Je crois qu’en réalité je souffrais d’une obsession, une obsession partagée par d’autres, inavouable donc, que mon époque et l’école de mon époque m’ont instillée. À leur insu, car cette obsession de l’originalité vient de loin, elle a une histoire qui est peut-être aussi longue que celle des Temps modernes.
Il m’a fallu des années, loin de l’école et des médecins, pour commencer à guérir. Il m’a fallu du travail, des peines, des livres, des rencontres,...
J’ai compris alors, pas à pas, que la volonté, si nécessaire en de nombreuses occasions, ne peut pas tout. Il ne suffit pas de vouloir écrire ce qui n’a jamais été dit jusque-là pour être en mesure de l’écrire. Pire! c’est peut-être la meilleure façon de le rater. (À ce propos je me rappelle de la lecture d’un ouvrage de Paul Feyerabend (Contre la méthode) dans lequel le chimiste Kékulé raconte comment il a découvert une façon originale de représenter le benzène; c’était à l’occasion d’une rêverie au coin du feu au cours de laquelle il a distingué - dormait-il, rêvait-il? - l’image serpentine des volutes se refermant sur elles-mêmes. C’était l’idée qu’il cherchait depuis tant et tant d’années!)
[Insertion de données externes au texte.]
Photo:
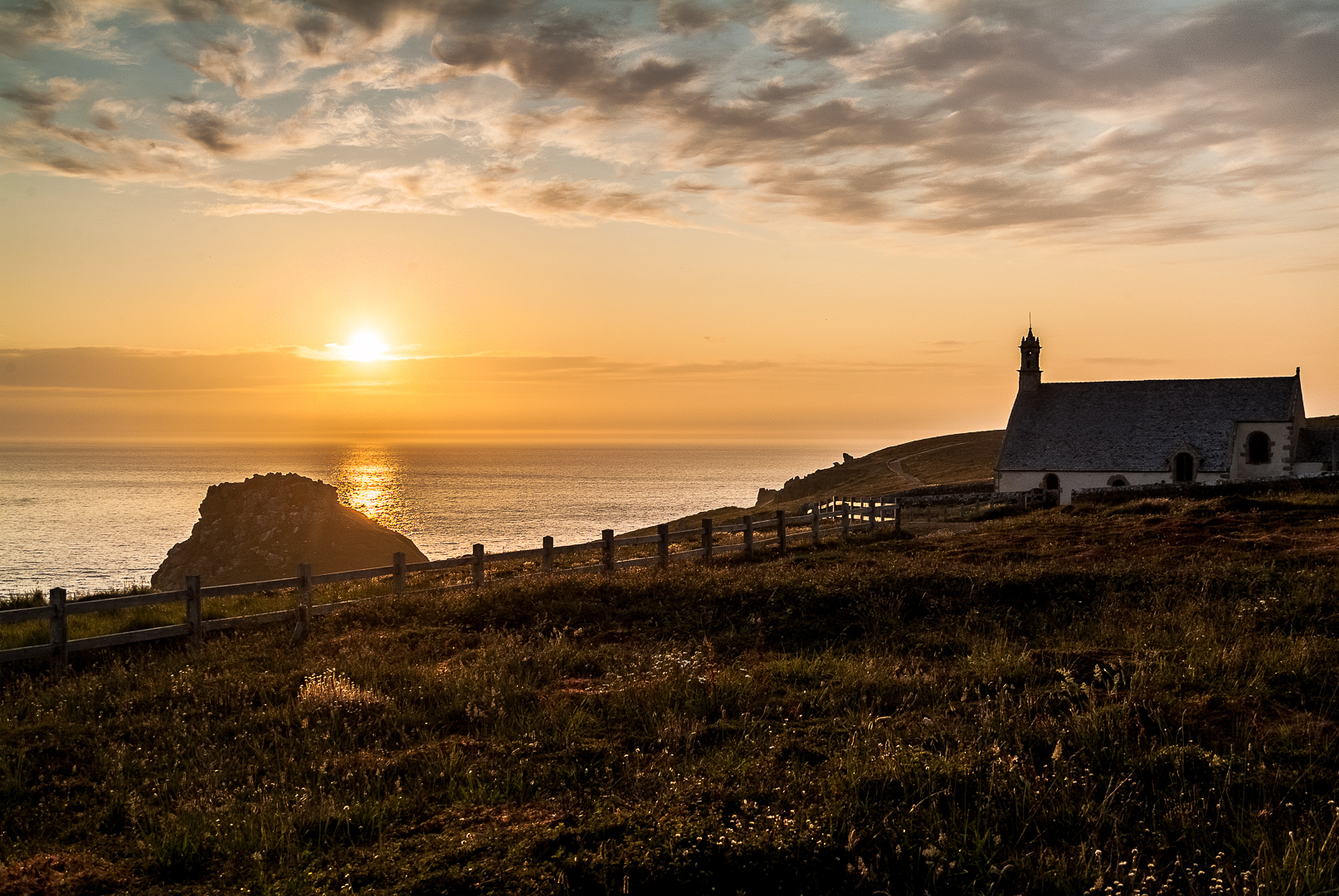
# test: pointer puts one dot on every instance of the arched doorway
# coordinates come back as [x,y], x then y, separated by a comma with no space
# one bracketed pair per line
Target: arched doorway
[1258,449]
Il convient peut-être de rester modeste en la circonstance et de se contenter, plume à la main, de ce qui est là jour après jour, là, sous nos yeux, le ciel d’opale, le chant du coq ou ce rayon de bibliothèque sur lequel des livres aux habits d’Arlequin, blottis les uns contre les autres, se tiennent compagnie jour et nuit pour dessiner l’arc-en-ciel de la mémoire des hommes, avec la conviction que l'inouï est à notre porte.